El origen de los vasos sanguíneos
              Alicia Sottile, Ruptura Nš2, 1990. Acrílico sobre tela (70x90cm). Colección del TANDAR.
La formación de los vasos sanguíneos está programada genéticamente y controlada por determinantes ambientales locales, pero los mecanismos involucrados solo se conocen parcialmente. Comprender estos mecanismos a nivel celular y molecular es fundamental para poder controlar enfermedades y para promover el desarrollo de órganos artificiales usando técnicas de ingeniería genética.

En todos los mamíferos el oxígeno necesario para la vida es transportado por la sangre que circula en los vasos sanguíneos, los cuales son imprescindibles para el desarrollo y funcionamiento de todos los órganos.

En condiciones normales, la estructura y distribución de los vasos sanguíneos de cada órgano es constante y está determinada genéticamente. Si durante la vida embrionaria los vasos no se desarrollan adecuadamente los embriones mueren por falta de oxigenación de órganos vitales tales como el corazón o el riñón, si crecen desordenadamente se originan graves enfermedades congénitas, y cuando crecen en exceso se forman tumores vasculares.

En la vida adulta la formación de nuevos vasos se produce solo en el útero durante el ciclo menstrual, en la placenta durante el embarazo y en los procesos de cicatrización.

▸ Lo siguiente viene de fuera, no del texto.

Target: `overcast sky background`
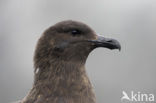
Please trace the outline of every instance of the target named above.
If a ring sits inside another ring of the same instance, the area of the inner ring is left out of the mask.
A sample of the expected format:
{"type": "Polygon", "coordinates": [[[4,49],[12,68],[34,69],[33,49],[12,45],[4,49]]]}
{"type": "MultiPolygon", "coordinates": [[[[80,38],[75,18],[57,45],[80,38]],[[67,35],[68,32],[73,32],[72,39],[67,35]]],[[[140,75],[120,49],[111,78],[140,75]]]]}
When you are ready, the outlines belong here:
{"type": "Polygon", "coordinates": [[[123,90],[156,96],[156,0],[1,0],[0,103],[22,99],[31,89],[38,38],[67,19],[122,45],[121,52],[98,48],[89,55],[97,103],[121,103],[123,90]]]}

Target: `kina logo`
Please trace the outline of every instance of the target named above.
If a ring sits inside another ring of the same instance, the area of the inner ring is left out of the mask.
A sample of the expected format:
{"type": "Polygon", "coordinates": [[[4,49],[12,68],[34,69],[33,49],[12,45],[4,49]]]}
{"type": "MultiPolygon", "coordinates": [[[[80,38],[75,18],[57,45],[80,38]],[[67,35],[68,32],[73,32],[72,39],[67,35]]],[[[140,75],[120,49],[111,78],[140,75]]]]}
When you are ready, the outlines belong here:
{"type": "Polygon", "coordinates": [[[131,102],[153,102],[154,103],[154,94],[150,93],[141,93],[141,92],[134,92],[131,91],[129,94],[126,93],[125,91],[122,91],[122,97],[121,101],[131,101],[131,102]]]}

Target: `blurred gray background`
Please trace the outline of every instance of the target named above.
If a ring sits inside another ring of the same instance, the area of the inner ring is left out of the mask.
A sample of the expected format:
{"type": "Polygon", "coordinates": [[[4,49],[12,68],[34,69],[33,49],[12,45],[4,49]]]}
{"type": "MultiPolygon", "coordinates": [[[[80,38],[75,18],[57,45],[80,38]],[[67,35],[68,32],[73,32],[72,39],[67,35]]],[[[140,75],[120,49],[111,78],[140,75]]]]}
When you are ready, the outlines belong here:
{"type": "Polygon", "coordinates": [[[67,19],[122,45],[121,52],[99,48],[89,55],[86,68],[98,103],[121,103],[123,90],[156,96],[156,0],[1,0],[0,103],[27,94],[38,38],[67,19]]]}

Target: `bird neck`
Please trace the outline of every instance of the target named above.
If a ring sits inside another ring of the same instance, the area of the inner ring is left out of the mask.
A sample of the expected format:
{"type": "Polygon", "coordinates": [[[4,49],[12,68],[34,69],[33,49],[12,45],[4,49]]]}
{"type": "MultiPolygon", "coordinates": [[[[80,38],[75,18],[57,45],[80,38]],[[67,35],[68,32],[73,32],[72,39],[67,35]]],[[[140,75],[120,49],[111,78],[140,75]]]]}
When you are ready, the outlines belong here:
{"type": "MultiPolygon", "coordinates": [[[[50,84],[56,81],[70,83],[84,78],[88,79],[84,64],[71,61],[54,61],[49,66],[46,65],[46,67],[35,70],[34,85],[50,84]],[[70,80],[68,81],[68,79],[70,80]]],[[[55,83],[55,85],[57,84],[55,83]]],[[[54,84],[51,86],[54,86],[54,84]]]]}
{"type": "Polygon", "coordinates": [[[55,61],[48,67],[38,68],[29,97],[31,96],[35,98],[76,97],[81,99],[87,96],[88,99],[85,100],[94,103],[91,102],[94,101],[94,98],[89,100],[90,97],[94,97],[94,93],[84,64],[67,61],[55,61]]]}

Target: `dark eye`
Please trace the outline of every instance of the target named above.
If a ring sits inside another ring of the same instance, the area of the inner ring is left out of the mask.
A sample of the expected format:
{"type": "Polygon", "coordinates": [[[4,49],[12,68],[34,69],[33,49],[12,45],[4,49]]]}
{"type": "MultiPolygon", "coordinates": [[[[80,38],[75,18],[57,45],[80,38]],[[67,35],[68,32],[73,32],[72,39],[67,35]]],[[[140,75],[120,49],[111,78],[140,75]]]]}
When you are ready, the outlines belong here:
{"type": "Polygon", "coordinates": [[[76,35],[81,34],[81,32],[80,32],[79,30],[74,29],[74,30],[71,31],[71,34],[72,34],[73,36],[76,36],[76,35]]]}

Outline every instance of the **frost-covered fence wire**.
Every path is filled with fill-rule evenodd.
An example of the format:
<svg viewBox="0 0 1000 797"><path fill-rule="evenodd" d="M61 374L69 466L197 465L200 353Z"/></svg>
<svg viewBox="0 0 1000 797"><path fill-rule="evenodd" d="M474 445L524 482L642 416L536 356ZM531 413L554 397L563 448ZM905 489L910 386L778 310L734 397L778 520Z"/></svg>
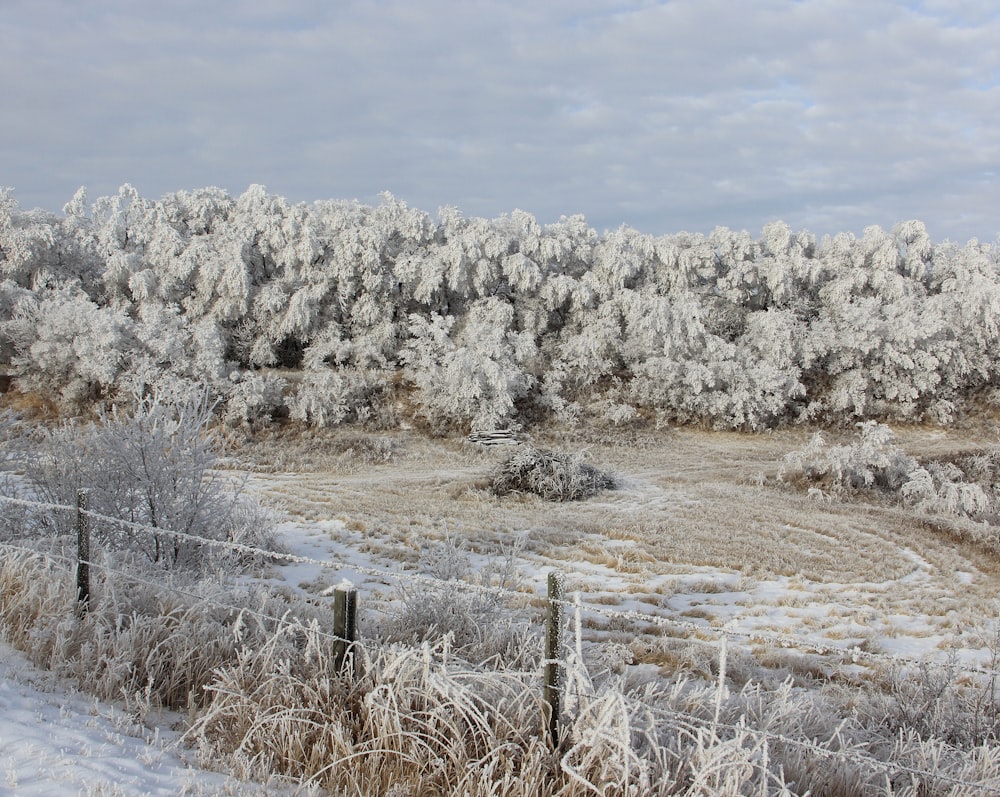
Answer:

Por ejemplo, si luego de un infarto no crecen nuevos vasos, la zona dañada del músculo cardíaco muere debido a la falta de oxígeno y se transforma en una cicatriz fibrosa. Enfermedades tan diversas como diabetes, artritis o retinopatía del prematuro se complican a raíz del desarrollo anormal de vasos sanguíneos, y el crecimiento de los tumores malignos depende en gran medida de los vasos sanguíneos que permiten su oxigenación (véase el recuadro ‘Angiogénesis: de la biología al tratamiento’).